El SAT sostiene que estas herramientas permiten documentar mejor las actuaciones frente a posibles litigios de los contribuyentes, ¿pero es legal esto?, le explico: el artículo 42 del Código Fiscal permite practicar visitas domiciliarias y el 44 de dicho Código autoriza el uso de “medios tecnológicos” para documentar hechos y lineamientos internos del SAT permiten integrar equipos multidisciplinarios.

El vacío legal consiste en que ninguno de estos elementos menciona de manera explícita la videograbación dentro del domicilio y presencia de abogados como parte del equipo visitante. Ante dicho vacío estaremos ante quizás una interpretación excesiva de dicha autoridad administrativa para realizar las visitas, partiendo de que tienen que estar expresamente facultadas las autoridades para realizar los actos de autoridad y no simplemente mediante interpretaciones que generalmente son en contra del contribuyente.

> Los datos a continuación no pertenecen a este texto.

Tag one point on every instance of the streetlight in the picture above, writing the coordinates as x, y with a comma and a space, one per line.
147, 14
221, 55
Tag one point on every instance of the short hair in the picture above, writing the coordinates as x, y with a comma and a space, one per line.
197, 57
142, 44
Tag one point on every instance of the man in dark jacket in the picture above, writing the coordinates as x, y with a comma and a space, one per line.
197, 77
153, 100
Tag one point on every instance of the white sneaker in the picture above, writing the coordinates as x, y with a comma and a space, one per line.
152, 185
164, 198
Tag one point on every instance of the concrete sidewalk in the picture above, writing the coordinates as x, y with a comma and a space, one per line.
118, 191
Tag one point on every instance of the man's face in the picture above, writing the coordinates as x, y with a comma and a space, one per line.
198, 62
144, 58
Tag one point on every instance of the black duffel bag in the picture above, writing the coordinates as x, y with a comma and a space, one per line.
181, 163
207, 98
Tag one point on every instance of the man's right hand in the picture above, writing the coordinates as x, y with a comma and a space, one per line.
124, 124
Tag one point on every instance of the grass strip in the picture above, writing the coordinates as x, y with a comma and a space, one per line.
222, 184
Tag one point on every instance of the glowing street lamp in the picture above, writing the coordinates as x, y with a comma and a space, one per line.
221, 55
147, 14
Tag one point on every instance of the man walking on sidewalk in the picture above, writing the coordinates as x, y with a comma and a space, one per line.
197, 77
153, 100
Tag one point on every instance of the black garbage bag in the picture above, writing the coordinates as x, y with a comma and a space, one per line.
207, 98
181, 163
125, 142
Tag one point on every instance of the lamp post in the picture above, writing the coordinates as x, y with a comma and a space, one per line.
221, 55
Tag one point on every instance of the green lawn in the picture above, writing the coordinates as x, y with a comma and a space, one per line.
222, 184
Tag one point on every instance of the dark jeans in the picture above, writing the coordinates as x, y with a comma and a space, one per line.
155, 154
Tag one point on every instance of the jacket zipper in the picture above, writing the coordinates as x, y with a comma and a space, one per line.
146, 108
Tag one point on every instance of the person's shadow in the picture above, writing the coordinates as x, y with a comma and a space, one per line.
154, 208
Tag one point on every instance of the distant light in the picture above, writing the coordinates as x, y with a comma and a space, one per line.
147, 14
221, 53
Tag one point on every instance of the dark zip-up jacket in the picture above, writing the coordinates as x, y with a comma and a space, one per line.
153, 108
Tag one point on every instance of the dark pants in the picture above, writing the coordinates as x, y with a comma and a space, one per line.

El Artículo 16 constitucional establece que el domicilio es inviolable y que las visitas solo pueden realizarse mediante orden escrita que funde y motive la causa legal. Por tanto, la videograbación dentro del domicilio plantea varios problemas: captación de imágenes de áreas privadas no relacionadas con la fiscalización, registro de personas ajenas al procedimiento, incluidos menores y personas de la tercera edad etc., documentación de la vida íntima del contribuyente sobre todo personas físicas y posible uso posterior de las imágenes sin control suficiente.

La presencia de abogados del SAT también genera inquietudes: ¿se trata de un acto técnico de verificación o de una actuación excesiva dentro del hogar del contribuyente?, le comento, la orden de visita solamente faculta a ciertos funcionarios para intervenir en ella, más no personas ajenas para dicho “acompañamiento”.

En consecuencia, existen en este caso derechos humanos en riesgo como la privacidad y protección de datos personales, debido proceso e inviolabilidad del domicilio. La Ley General de Protección de Datos Personales, exige finalidad específica de datos, es decir, la menor afectación a las personas que quizás es algo difícil de garantizar cuando se graba el interior de una vivienda.

Lo cierto hasta el momento es que para muchos contribuyentes, la experiencia es profundamente invasiva, la presencia de cámaras dentro del hogar genera un efecto psicológico de vigilancia que puede interpretarse como coerción estatal. Simplemente a ¿usted le gustaría que llegue una autoridad y grabe el interior de su vivienda o quizás su empresa?.

La fiscalización es necesaria, pero también lo es la protección de los derechos fundamentales que de allí es donde parte nuestra constitución no la recaudación por sí misma. La incorporación de cámaras y abogados en visitas domiciliarias del SAT coloca al país y los contrayentes frente a un dilema: ¿cómo equilibrar la eficiencia recaudatoria con la inviolabilidad del domicilio, la privacidad y el debido proceso?.

Sin lugar a dudas, la suprema corte tendrá que resolver este tema en algún momento, una vez que existan los actos de molestia, juicios administrativos y los ulteriores amparos. Lo cierto es que seguramente habrá muchos contribuyentes afectados que quizás no podrán contratar a un abogado especializado, ¿pero al final usted confía en la suprema corte que fallará estos casos? CARPE DIEM.